IDES - Floodplains are able to reduce nutrient pollution, but not enough. The agricultural sector needs to step up efforts
30-12-2022
A new scientific modelling shows that Danube River Basin floodplains - if restored - could retain more nitrogen and phosphorus. But for pollutant values to drop significantly the agricultural sector needs to reduce emissions as well.
The IDES project* developed a tool that was used to model the retention capacity of the Danube River Basin floodplains – now and in the case the floodplains benefit from works of Ecological Restoration.
Reconnected floodplains in the Danube River Basin would remove more pollutants
The scientists involved in the project modelled that rivers and large active floodplains (3,842 km2) remove around 33,200 tons of nitrate from the rivers per year, which represents 6.5% of the entire nitrate emissions in the Danube River Basin.
The reconnection of potential floodplains (1,298 km2) and disconnected water bodies would increase this function. The floodplains would increase their capacity of retaining nitrate by 2,500 tons per year. In this scenario, the specialists estimate a total of 38,100 tons or 7.4% of emissions retained by the Danube River Basin, every year.

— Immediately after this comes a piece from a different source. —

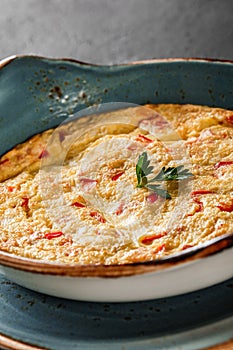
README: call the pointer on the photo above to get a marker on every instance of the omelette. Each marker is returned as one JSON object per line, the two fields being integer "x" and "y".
{"x": 124, "y": 186}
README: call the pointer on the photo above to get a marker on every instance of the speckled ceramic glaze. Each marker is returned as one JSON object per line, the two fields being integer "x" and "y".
{"x": 38, "y": 93}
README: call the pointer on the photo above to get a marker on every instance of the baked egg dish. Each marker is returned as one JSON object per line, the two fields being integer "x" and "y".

“Floodplains play a limited but critical role in reducing nitrate and supporting water quality”, said Martin Tschikof of the University of Natural Resources and Life Sciences Vienna (BOKU). “Reconnection measures substantially improve this function but are not able to compensate for excess nitrate emissions, which are dominated by diffuse sources,” he added.
The conclusion that the specialists in the IDES project arrived at is that emissions, especially from agriculture, the main emitter, need to be further reduced and also other types of wetlands need to be restored, in order to substantially reduce nutrient loads.
“The polluters need to play their part, because they sit at the source,” Tschikof said.